Num suspiro de quem ainda não decidiu o que fazer da vida, se jogou na cama e ficou, dos pés à cabeça, coberto com seu confortável e quente edredon. Sentia-se envergonhado, embora não lembrasse do que ocorrera na noite anterior. Talvez um flash, apenas. Porém, de uma coisa não esquecia na tentativa de uma soneca: dos tantos copos cheios que, num gole só, fazia questão de exibir sua resistência à vodka, mas tem ocasiões que o corpo e a mente não suportam, desfalecem. E, antes, o que era apenas um flash na memória, se torna um clarão de absurdos quando o telefone toca. Era o amigo curioso para saber do seu estado, se ainda estava vivo. “É claro que sim, que pergunta”, disparou como quem não tá afim de papo mole. Depois, a voz rouca e arrependida do outro lado linha perguntava: “Cara, por quê você não sabe a hora de parar, hein?” A pergunta agora era mais objetiva e o pegara desprevenido. “Não sei”, respondeu. Talvez não estava preparado para tanto, diferente do rendimento com a vodka....

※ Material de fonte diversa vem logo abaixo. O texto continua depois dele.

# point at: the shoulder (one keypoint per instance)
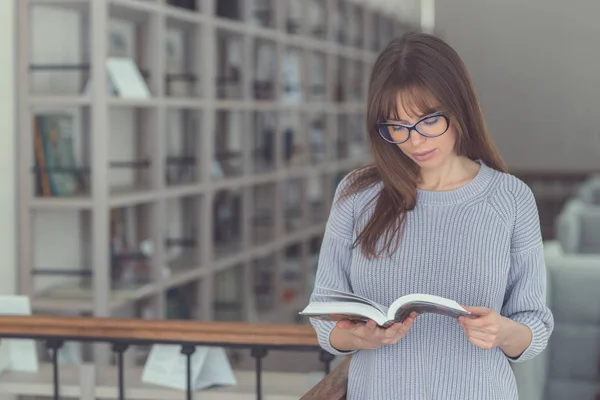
(511, 193)
(516, 202)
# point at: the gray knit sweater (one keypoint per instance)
(479, 245)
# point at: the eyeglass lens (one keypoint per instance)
(432, 126)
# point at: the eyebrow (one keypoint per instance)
(428, 113)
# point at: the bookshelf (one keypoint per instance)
(208, 198)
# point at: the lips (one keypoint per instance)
(422, 154)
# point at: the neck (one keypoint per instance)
(453, 173)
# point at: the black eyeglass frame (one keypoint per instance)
(413, 127)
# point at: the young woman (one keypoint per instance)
(435, 213)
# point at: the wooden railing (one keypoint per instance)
(259, 338)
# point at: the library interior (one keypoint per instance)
(168, 169)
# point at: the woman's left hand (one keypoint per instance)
(488, 330)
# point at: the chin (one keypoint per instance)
(432, 159)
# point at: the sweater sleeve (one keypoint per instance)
(525, 300)
(334, 261)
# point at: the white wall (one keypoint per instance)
(7, 151)
(535, 67)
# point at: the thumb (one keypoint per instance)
(345, 324)
(478, 310)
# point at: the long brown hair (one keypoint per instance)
(414, 69)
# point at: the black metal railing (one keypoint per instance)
(123, 333)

Marquinhos, é como sempre te digo, cada vez mais você consegue colocar um pouco do que você é nos seus textos. Essa figura única só renderia textos singulares como este "dia depois de ontem".
Adriel Diniz · Porto Velho, RO 7/6/2006 18:27
Hahahaha....
Adriel, meu querido, esse daí não sou bem eu.
Até mesmo porque, larguei esse lance de vodka.